Пулеметы замолчали. Максим метнулся к одному из них и вскоре притащил к нам живого, но контуженного немца.

      – Уходим, – только и успел сказать нам сержант, как откуда-то сбоку от разведчиков ударил третий пулемет фрицев.
 
      Одному из наших бойцов срезало очередью шапку и зацепило по касательной его голову. Кровь залила разведчику лицо, но он не растерялся и крикнул: «Уносите немца, я вас прикрою!» И открыл огонь из автомата по выбегающим из хат фашистам. Мы с товарищами подхватили пленного и, согнувшись, кинулись к спасительному лесу. Максим и раненный разведчик нас прикрывали. Во фланг бежавшим на нас немцев ударила вторая группа прикрытия разведчиков. Отстрелявшись, все разведчики отходили к спасительному лесу по одному. А вот и лес, где вскоре все собрались без серьезных ранений и потерь.

       – Уносите домой пленного, а я с двумя бойцами прикроем огнем Ваш отход, задержим его, – приказал командир. Он вернулся к двум разведчикам и они открыли огонь по поднявшимся со снега фашистам. Стрелял по ним короткими очередями и, отходя, обернулся, чтобы дать еще одну очередь, как рядом с ним разорвалась граната, брошенная кем-то из немцев. Хлопок взрыва и два осколка попали Максиму в ноги, третий угодил в грудь, он рухнул на снег. Разведчики подхватили его и быстро унесли в темноту леса. Враг нас не преследовал, не зная нашей численности, да и было страшно холодно. Немцы решили, что мы сами околеем в лесу от холода и ран.

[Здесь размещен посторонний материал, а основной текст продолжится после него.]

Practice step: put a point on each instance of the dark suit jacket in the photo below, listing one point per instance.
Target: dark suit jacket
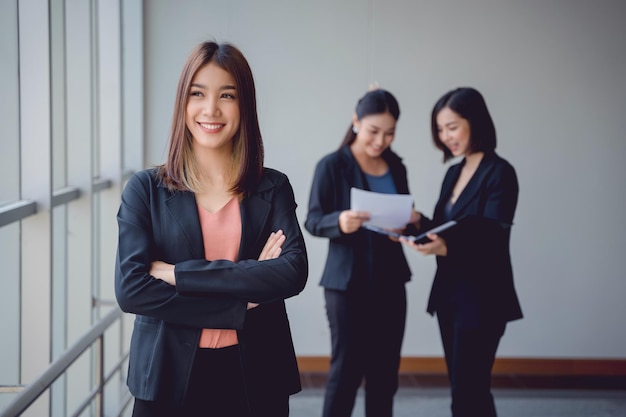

         А Максима спас гвардейский значок, осколок попал в него, потерял свою пробивную силу и застрял в груди разведчика около сердца…
Ветеран закончил рассказ и, посмотрев на часы, произнес:

       – Однако, сынок, я с тобой засиделся, пора домой, дела по хозяйству еще никто не отменял.

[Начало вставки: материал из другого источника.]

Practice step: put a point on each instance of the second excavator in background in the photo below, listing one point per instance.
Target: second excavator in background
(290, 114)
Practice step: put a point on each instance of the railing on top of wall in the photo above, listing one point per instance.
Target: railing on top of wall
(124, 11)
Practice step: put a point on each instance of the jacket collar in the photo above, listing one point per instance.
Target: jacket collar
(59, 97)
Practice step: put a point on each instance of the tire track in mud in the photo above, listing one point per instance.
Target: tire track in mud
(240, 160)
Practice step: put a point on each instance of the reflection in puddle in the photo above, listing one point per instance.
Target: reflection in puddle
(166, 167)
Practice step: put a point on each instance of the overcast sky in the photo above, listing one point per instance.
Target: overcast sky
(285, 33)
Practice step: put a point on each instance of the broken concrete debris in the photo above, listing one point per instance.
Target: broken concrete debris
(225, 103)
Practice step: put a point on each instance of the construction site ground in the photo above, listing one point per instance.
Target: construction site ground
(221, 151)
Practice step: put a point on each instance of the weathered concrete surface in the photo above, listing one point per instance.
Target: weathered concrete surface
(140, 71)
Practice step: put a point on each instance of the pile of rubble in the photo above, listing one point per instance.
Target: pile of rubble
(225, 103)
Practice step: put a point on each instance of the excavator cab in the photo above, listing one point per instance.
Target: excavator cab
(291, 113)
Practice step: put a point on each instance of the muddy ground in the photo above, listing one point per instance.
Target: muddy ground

       Поднялся с ним и я, но мне было интересно узнать, как все же сложилась судьба разведчика Максима Тенякова. И уже по ходу нашего движения все же задал ветерану интересующий меня вопрос. Тот продолжил свой рассказ в неторопливой манере.

       – Долго после этого ранения Максиму пришлось лечиться в тыловом госпитале. Умелые и заботливые руки военных медиков вернули его в строй. Но один осколок они не стали тревожить и он остался в теле разведчика. Максим вернулся в свою часть, и дошли мы с ним до самого Кенигсберга, столицы Восточной Пруссии. Не раз смерть заглядывала нам в лицо, но ее на войне перестаешь бояться, зачем трепать лишний раз свои нервы.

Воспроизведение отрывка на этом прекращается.